Presented in collaboration with the Oxford Festival of the Arts, whose theme this year Signs, Signals….& Secrets Check out our top OFA picks here perfectly matched Elgar’s Violin Concerto in B minor, Op. 61, it written with a mysterious Spanish inscription on the manuscript: “Herein is enshrined the soul of….”

Thus, the concert began not with music but with words. Sir Nicholas Kenyon taking to the stage for a short pre-concert talk exploring Edward Elgar under the compelling heading of “The Great English Progressivist”, a generous reframing of a composer too often seen through the narrow lens of imperial nostalgia, the perfect introduction to the rousing concert which followed
The support Benedetti received was masterful throughout, first Concertmasters Tamás András and Carmine Lauri leading with authority and evident joy, while Peter Adams and Mats Lidström offered beautiful, complementary support.
The shimmering sections in the slow movement were elevated to an almost spiritual level, and a particular mention must go to Uxia Martinez Botana on double bass, whose physical commitment to the performance was remarkable to witness. The incomparable Tristan Fry on solo timpani, contributed great surges of feeling to the concerto, ensuring it was as precise as it was powerful.
After the interval the orchestra returned for Elgar’s Enigma Variations, Op. 36, and here maestro Dr Marios Papadopoulos conducted entirely from memory, free to hold a full and eloquent conversation with the musicians around him.
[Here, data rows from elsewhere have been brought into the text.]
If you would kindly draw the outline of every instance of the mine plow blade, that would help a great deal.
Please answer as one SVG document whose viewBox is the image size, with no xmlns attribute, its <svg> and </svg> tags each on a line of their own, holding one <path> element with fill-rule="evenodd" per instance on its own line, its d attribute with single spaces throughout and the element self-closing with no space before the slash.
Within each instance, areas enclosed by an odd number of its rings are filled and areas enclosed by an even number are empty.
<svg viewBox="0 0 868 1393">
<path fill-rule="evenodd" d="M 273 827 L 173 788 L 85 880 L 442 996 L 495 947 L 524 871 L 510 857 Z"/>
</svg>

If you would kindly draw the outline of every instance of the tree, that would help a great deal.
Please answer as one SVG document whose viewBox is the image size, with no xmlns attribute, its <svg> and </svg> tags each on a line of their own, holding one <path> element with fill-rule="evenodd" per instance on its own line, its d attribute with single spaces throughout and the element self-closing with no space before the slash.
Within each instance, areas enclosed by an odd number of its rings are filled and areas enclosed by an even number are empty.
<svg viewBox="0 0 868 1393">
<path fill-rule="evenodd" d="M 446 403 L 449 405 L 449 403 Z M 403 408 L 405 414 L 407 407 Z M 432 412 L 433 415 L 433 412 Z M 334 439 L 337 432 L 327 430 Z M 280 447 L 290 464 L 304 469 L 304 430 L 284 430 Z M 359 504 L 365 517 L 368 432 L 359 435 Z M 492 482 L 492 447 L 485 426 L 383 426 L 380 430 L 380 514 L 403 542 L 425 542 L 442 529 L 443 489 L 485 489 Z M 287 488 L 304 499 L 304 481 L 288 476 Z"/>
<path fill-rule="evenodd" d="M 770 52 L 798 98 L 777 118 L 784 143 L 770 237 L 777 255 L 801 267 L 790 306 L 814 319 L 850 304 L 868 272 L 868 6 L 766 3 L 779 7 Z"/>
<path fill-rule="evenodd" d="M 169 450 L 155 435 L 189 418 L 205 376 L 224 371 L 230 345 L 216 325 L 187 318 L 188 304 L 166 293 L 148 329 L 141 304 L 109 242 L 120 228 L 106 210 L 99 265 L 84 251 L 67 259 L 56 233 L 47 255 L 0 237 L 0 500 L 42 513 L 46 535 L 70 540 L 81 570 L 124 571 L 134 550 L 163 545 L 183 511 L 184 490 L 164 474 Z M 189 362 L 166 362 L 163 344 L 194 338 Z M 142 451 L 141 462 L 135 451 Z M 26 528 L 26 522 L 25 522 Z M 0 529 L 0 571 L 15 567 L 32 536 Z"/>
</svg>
Elgar claimed to have hidden a musical puzzle deep in the heart of his Variations and the work has never entirely relinquished its secrets, but what it gives freely and generously is something rarer still: 14 musical portraits of real people, alive with affection, humour and private meaning.
The first Concert Masters faced each other at moments across the strings, smiling with sheer pleasure, the music transporting us somewhere else entirely.
Always at the heart of the Enigma Variations, IX, “Nimrod” is a portrait of Elgar’s closest friend A.J. Jaeger, recalling a long summer evening walk when Jaeger described the sublimity of Beethoven’s slow movements to a composer in despair. Played here with full orchestral warmth and gathered, unhurried nobility, it was the emotional centre of the evening and it earned every measure of silence that followed it.

The flutes were sensational throughout the variations, the brass section perfectly rousing and the percussion under Fry unfailingly judged. The finale, Elgar’s own self-portrait woven together with the theme of “Nimrod” and the opening portrait of his beloved wife Alice, arrived with the force of something both inevitable and entirely fresh.
The long, loud applause and ovation was unequivocal. There was no encore but Dr Papadopoulos took care to thank every individual player and section and the warmth of that gesture felt entirely right: an evening built on human generosity deserved to end in it.
As we filed out into the Oxford night, looking up one last time at the Sheldonian’s glorious painted ceiling with its cherubic heavens, it was entirely natural to feel that music is transcendent and that Elgar, for all his melancholy, restraint and English diffidence, understood something about the human capacity for beauty, which the orchestra and celebrated Scottish soloist had celebrated in style.